В этот последний час еще больше стало пикетчиков вокруг резиденции губернатора. Пошли разговоры о том, что надо бы двинуться к тюрьме. Но люди, которые шагали в рядах пикетчиков, уже знали со всей ясностью, что даже такая попытка не сможет изменить ход событий и отвратить то, что должно было случиться. Время от времени губернатор отдергивал шторы на окнах своего кабинета и глядел вниз; но теперь, в этот поздний час, он уже привык к народу, толпившемуся возле его дома, и это зрелище больше его не смущало.
В Лондоне не было еще пяти часов утра, а люди всю ночь прошагали по замкнутому кругу в траурном бдении. Лица английских углекопов, текстильщиков и докеров стали серыми и изможденными после бессонной ночи. От человека к человеку передавалась весть, что наступил последний час перед казнью.

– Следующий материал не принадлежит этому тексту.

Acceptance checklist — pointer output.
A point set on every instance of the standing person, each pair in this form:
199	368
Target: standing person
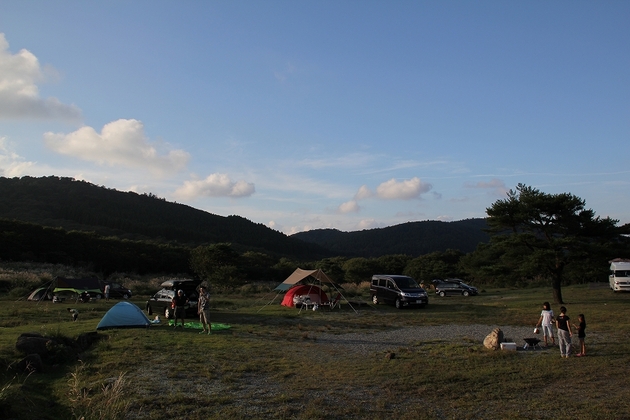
179	302
564	332
581	334
546	321
203	309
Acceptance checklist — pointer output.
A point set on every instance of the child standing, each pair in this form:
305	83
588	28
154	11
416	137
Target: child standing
564	332
581	334
546	321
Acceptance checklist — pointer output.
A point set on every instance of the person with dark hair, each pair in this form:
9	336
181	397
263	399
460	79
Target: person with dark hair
203	309
546	322
581	334
564	332
179	303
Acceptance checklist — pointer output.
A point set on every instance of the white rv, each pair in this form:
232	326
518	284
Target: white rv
619	278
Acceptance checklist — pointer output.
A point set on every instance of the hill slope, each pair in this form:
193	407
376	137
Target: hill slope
79	205
413	238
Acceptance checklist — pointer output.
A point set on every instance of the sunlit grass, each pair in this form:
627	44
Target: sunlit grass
270	363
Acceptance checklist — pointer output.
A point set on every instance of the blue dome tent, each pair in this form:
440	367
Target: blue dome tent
124	315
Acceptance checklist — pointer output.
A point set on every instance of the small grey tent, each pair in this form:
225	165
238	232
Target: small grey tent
124	315
300	276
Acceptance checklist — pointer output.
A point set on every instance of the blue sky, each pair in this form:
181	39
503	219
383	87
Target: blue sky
322	114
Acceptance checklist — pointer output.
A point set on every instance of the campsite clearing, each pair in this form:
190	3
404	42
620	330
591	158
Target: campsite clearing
282	363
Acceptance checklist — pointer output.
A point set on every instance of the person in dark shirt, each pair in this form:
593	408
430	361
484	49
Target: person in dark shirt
581	327
179	303
564	332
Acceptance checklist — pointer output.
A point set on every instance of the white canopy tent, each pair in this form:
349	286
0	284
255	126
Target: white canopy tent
300	275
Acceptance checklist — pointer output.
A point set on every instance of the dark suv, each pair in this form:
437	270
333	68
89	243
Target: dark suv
453	287
400	290
160	303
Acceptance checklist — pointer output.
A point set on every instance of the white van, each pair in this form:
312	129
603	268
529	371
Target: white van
619	278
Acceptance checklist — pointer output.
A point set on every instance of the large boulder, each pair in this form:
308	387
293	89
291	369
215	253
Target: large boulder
494	339
31	363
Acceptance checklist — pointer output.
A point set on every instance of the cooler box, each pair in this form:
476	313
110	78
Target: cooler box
508	346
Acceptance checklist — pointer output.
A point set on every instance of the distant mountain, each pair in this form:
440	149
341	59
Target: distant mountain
82	206
413	238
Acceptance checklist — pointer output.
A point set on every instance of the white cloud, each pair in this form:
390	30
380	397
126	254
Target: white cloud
19	95
363	193
215	185
368	224
120	143
11	164
349	207
402	190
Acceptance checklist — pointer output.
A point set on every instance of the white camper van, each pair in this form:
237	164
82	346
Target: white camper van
619	275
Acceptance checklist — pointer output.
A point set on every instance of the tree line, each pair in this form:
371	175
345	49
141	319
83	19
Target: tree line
535	239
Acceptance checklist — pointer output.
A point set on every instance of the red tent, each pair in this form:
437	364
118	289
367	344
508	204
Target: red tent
315	294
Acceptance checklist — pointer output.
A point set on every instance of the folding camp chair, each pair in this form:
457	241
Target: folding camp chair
336	302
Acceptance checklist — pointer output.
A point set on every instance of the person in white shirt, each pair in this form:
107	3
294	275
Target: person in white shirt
546	321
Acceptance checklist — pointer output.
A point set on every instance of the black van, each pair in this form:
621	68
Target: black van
398	290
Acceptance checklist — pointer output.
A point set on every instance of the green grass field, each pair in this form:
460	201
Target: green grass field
269	364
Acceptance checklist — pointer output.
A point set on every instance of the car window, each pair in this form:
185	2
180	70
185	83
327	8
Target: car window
407	283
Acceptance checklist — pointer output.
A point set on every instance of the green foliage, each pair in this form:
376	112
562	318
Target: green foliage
75	205
21	241
358	269
290	364
218	263
413	238
436	265
537	234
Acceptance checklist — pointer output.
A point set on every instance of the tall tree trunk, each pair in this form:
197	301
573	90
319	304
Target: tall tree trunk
557	287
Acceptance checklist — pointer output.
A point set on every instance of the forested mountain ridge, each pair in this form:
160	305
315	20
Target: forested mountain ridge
82	206
412	238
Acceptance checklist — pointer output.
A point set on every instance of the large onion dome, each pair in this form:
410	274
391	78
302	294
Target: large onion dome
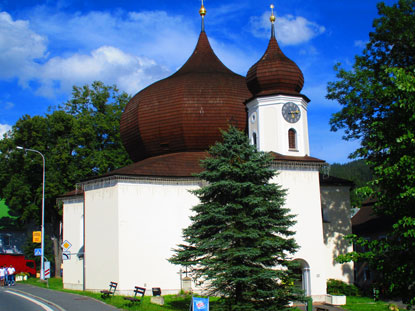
185	111
274	73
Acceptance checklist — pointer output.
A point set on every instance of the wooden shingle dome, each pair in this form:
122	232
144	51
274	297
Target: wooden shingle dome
185	111
274	73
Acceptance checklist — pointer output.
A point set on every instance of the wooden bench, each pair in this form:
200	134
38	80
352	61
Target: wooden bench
138	290
111	291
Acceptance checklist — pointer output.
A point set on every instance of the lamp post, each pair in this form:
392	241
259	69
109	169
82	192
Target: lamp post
42	243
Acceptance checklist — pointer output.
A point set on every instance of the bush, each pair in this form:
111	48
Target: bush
336	287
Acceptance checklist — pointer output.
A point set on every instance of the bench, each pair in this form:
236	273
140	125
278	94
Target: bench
111	291
138	290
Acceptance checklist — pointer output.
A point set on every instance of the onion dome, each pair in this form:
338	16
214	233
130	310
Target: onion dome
185	111
274	73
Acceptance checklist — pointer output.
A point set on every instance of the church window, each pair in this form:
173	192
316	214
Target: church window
254	139
292	139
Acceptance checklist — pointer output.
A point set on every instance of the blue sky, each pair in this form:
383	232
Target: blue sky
46	47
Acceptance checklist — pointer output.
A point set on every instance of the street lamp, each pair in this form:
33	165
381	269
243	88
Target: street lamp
42	244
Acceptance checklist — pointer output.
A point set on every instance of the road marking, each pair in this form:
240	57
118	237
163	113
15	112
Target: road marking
45	307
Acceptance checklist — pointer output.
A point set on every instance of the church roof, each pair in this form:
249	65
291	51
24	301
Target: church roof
274	73
180	164
185	111
306	159
184	164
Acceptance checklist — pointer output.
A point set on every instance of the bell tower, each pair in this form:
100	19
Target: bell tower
277	112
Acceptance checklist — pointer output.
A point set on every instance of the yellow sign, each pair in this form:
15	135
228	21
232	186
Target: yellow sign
37	237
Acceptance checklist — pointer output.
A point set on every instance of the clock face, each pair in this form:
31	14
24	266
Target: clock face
291	112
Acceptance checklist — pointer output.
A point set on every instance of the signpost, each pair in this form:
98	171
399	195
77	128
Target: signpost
66	255
47	269
37	236
66	245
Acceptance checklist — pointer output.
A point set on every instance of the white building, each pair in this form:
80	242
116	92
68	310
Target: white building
124	224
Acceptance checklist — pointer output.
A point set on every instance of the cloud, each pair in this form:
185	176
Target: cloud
4	128
108	64
290	30
20	49
103	47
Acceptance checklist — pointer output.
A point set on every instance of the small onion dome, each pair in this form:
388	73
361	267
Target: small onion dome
185	111
274	73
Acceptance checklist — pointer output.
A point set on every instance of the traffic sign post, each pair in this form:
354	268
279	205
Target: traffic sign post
66	245
66	255
37	236
47	269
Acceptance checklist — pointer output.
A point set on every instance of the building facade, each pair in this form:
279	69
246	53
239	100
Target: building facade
124	225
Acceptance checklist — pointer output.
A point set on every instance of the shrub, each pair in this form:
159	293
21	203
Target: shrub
337	287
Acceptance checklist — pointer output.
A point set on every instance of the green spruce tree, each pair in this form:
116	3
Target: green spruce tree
240	243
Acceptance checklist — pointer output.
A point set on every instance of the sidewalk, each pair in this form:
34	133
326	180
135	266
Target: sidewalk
322	306
66	301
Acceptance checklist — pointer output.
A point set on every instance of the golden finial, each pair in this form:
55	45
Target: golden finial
272	17
202	13
202	10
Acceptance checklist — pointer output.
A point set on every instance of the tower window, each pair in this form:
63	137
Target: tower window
254	139
292	139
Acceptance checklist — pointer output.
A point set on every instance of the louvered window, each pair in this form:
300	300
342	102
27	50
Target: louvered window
292	139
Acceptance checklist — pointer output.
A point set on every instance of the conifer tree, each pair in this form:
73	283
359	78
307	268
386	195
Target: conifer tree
239	242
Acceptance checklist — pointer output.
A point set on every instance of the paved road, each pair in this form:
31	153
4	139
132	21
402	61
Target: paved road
55	300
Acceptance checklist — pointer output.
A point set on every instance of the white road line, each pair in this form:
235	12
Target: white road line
41	304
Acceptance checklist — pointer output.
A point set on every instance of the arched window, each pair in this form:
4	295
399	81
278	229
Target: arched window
292	139
254	139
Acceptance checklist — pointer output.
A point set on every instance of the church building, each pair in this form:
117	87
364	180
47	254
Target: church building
123	225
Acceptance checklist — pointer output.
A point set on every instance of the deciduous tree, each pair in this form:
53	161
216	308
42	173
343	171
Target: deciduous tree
378	102
79	139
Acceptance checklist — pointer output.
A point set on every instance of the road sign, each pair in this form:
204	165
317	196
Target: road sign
66	245
37	236
66	255
47	269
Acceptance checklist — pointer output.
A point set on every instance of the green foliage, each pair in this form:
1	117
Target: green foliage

Из гущи утомленной толпы вырвался тяжкий вздох, а согбенные плечи, казалось, согнулись еще ниже, когда люди против воли остановились перед преградой, воздвигнутой пространством и временем.

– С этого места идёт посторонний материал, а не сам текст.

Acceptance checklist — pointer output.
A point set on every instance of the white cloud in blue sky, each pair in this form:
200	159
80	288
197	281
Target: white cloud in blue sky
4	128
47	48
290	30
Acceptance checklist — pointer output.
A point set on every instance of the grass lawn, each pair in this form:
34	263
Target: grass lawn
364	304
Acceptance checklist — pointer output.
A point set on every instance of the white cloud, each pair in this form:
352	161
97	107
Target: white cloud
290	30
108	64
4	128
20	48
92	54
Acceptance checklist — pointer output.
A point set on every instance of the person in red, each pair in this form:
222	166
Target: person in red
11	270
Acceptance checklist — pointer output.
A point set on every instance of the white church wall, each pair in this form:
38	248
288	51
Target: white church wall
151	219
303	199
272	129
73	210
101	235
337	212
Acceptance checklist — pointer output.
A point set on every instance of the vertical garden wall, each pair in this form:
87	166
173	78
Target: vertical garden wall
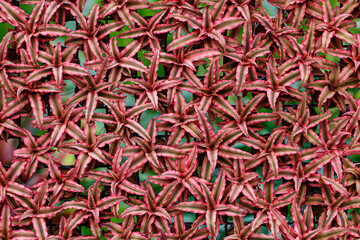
205	119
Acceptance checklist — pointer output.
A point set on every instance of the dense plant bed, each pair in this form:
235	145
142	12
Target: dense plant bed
180	119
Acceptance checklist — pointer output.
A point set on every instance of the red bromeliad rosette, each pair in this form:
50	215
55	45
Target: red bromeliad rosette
135	119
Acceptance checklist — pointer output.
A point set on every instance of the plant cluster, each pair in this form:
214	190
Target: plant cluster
253	130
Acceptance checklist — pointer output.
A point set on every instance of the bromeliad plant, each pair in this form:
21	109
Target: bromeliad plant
211	119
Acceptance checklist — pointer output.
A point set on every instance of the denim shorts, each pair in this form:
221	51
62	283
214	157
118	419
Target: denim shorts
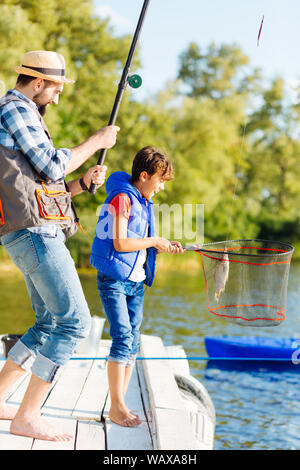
123	305
62	314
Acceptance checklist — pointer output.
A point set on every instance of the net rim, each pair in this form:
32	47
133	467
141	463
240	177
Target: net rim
289	248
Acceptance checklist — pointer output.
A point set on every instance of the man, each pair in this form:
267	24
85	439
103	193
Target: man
36	216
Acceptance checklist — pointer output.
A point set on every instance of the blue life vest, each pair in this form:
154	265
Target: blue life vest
141	224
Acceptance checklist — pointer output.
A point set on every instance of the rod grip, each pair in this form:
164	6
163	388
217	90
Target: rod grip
93	187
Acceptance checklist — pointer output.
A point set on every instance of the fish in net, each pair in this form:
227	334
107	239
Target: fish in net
246	281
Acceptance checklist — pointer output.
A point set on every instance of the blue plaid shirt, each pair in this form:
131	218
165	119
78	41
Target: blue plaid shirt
20	129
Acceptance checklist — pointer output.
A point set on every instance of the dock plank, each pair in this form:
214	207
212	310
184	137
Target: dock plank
135	438
93	395
171	421
90	435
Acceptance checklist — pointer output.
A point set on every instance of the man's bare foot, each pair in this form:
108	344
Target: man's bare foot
37	428
7	411
122	416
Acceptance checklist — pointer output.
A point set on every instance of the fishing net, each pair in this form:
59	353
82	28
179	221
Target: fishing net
246	280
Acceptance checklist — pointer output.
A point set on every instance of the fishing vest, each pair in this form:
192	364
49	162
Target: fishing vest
26	199
141	224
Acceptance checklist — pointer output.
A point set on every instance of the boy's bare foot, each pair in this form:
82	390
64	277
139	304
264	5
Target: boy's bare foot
7	411
37	428
122	416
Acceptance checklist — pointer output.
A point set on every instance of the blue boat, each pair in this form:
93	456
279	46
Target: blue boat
253	347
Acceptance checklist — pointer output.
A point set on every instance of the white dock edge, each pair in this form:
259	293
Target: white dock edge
172	427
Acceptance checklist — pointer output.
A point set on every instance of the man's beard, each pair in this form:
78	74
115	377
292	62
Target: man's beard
42	109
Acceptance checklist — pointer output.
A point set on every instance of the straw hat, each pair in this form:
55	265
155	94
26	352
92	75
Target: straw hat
44	64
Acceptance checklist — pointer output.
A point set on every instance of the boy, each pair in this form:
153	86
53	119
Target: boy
124	254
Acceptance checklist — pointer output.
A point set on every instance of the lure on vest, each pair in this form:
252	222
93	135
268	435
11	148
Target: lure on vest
141	224
26	200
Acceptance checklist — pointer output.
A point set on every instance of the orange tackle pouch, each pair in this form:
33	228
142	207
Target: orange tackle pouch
53	204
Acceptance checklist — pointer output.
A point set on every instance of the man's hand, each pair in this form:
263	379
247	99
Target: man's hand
95	174
107	136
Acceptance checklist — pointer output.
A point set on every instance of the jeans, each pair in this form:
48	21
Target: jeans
123	305
62	314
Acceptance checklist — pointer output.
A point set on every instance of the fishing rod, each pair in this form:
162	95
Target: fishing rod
134	81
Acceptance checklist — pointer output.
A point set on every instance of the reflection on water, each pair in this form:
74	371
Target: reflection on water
257	406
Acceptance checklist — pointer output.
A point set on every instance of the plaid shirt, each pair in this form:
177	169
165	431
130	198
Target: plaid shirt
20	129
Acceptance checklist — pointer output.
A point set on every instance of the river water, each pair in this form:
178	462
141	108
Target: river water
257	407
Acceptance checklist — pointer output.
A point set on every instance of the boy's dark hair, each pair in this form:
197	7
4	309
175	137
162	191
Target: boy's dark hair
23	80
151	160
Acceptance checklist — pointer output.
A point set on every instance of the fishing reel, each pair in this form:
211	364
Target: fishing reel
135	81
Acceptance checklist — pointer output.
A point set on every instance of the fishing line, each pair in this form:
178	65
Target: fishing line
236	182
189	358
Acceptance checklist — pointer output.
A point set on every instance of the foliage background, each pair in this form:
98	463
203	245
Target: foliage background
233	135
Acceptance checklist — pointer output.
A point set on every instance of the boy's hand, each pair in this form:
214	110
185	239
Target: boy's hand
177	248
165	246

В Рио-де-Жанейро шел второй час ночи; толпа все росла, она теснилась перед зданием посольства Соединенных Штатов, а крики вызова и гнева раздавались с такой силой, что, наверно, достигали небес и небеса отражали их эхо в беспредельную даль — вплоть до самого города Бостона в штате Массачусетс.
В Москве рабочие выходили из дому, шли на свои фабрики и заводы. То там, то здесь люди, сгрудившись, стояли у газетных витрин, шепотом задавая друг другу вопрос:
— Который час теперь в Бостоне?
Многие рабочие украдкой утирали глаза и откашливались, другие же не смущались своих слез — так же, как не стыдились их и трудящиеся Франции на исходе своей ночной вахты перед американским посольством.
В Варшаве показались первые проблески утренней зари. Демонстрации были там под запретом, и их разгоняла полиция. В ночной тиши безмолвно, как привидения, скользили тени рабочих: заканчивалась расклейка нелегальных листовок, призывавших население Варшавы сделать еще одно последнее усилие для спасения жизни Сакко и Ванцетти.
В далеком Сиднее, в Австралии, день был в самом разгаре. Портовые рабочие, бросив крючья и тросы, шагали, по восемь человек в ряд, к американскому посольству, скандируя гневное требование: чтобы никто не смел лишать их той частицы жизни, которая заключалась для них в жизнях сапожника и разносчика рыбы.
В Бомбее, на большой бумагопрядильной фабрике, кули сошлись к началу смены; вдруг один из них, легкий, как акробат, вскочил на станок.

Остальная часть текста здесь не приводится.